One of the keys to successful recruitment (and retention) of human capital is promoting Standard’s wealth of benefits and better-than-market compensation. And over time, we have found that the most significant programs that Standard offers are providing each employee with their “Opportunity Vision”. This program outlines the advancement opportunities that suit each individual employee as well as steps to be taken and responsibilities for that employee to fulfill in order to advance in the organization.

Orientation: The HR department at Standard also ensures new employees are properly oriented. Orientation responsibilities include: 

  • job descriptions and requirements/specifications
  • employee benefits 
  • organizational structure and goals 
  • resources available for professional development 
  • resources available for personal issues 
  • other information is given to new employees including employee handbook, safety program and compensation overview

Retention: Another critical component of HR responsibilities include duties related to employee retention. The HR team supports this function by providing input to department heads in considering promotions, transfers and changes in job classifications for existing employees. HR is also responsible for advising staff of job openings as well as for the dissemination of pertinent information via staff meetings and written and electronic notification (email). 

Training: The HR department does not train new employees. Division managers, supervisors and “lead men” perform the training for field personnel. For administrative (office) positions, current employees form a “training team” to instruct new hires on their responsibilities. The new hires are also exposed to the Accountability Chart to identify responsibilities. Training is conducted over the first 90 days of employment, with additional/supplemental training every 6 months. Safety training for field employees, which includes health training and wellness, is conducted quarterly. 

Guidelines: The Employment Manual lays out clear guidelines for employees to follow, including descriptions of disciplinary procedures. 

Evaluations: Performance evaluations are conducted quarterly by field supervisors and division managers, with information on evaluations provided to HR. Our “Quarterly Performance Evaluation” program helps employees understand their strengths and weaknesses. These formalized evaluations have also proven to be the most effective means of dealing with and properly documenting disciplinary or adverse actions.

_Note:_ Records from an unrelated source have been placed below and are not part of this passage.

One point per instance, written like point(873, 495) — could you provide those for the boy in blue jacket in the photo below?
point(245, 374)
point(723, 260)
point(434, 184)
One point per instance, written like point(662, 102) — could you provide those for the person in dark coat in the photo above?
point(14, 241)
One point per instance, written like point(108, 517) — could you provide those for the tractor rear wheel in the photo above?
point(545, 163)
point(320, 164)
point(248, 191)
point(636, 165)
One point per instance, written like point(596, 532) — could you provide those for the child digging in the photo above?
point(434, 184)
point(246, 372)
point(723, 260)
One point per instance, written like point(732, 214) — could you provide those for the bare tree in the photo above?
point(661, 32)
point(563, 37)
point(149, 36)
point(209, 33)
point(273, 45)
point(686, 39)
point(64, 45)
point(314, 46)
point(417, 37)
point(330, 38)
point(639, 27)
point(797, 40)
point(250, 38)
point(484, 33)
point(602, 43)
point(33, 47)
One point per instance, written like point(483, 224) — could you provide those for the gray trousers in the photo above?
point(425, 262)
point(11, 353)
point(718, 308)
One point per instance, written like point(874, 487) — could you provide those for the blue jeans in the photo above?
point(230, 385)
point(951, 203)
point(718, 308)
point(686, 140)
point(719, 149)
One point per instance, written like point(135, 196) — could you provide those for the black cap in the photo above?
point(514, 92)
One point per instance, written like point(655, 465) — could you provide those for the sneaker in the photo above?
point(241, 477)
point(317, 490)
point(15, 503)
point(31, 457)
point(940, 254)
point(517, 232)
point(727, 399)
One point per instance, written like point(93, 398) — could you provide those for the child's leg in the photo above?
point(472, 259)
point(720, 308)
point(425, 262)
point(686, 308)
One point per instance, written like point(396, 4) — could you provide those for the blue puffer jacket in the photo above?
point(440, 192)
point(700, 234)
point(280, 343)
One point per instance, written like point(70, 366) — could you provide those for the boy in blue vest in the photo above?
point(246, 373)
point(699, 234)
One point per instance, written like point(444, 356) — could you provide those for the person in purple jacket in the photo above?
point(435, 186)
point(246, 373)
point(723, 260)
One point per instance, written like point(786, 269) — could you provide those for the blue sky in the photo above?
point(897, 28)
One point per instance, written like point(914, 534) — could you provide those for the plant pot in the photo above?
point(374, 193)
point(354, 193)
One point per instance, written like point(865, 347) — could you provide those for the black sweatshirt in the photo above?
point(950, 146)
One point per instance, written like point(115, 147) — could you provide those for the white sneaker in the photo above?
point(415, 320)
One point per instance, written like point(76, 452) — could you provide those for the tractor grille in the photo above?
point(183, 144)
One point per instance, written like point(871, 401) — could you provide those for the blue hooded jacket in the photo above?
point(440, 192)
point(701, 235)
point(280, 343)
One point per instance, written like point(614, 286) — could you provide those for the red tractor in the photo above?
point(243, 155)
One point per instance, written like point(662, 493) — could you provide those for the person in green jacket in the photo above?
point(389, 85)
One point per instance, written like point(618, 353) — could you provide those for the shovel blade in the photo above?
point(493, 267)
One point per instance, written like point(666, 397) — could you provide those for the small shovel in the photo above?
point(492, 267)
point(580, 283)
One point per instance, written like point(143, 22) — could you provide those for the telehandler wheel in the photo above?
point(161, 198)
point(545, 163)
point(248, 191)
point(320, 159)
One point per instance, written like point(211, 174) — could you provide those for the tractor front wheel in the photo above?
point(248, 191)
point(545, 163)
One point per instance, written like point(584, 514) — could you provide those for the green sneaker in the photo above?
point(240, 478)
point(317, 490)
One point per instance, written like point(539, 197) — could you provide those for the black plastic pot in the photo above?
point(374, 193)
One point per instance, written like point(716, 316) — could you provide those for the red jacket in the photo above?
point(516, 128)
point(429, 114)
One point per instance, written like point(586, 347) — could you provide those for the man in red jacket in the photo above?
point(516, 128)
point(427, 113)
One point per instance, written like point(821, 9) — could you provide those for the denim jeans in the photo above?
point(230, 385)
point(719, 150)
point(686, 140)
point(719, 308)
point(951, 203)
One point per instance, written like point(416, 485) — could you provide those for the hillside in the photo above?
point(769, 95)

Core Values: Fostering better relationships between employees and management is primarily the responsibility of the CEO, who sets the example and stresses to the organization—employees and management—the importance of the company’s Core Values. All company programs have the Core Values as their foundation. Succession planning of all senior officers is also the role of the CEO.

At Standard, the CEO conducts a quarterly “State of the Company” address with all employees present. Commitment to transparency between management and employees has been the key to our success. Ongoing two-way communication between supervisors, managers and employees is the basis for continuous improvement. Having a central HR department is a great help to our organization. By coordinating with the various divisions on a regular basis, maintaining open and clear lines of conversation helps prevent misunderstandings and resolve errors. Succession planning for their own role as CEO and all senior officers is also the role of the CEO.

Standard’s willingness to evolve, as well as its commitment to employees’ health, safety, strong compensation and benefits has resulted in a long list of committed customers; which, in turn, has resulted in Standard’s successful history and paints a picture for a bright future.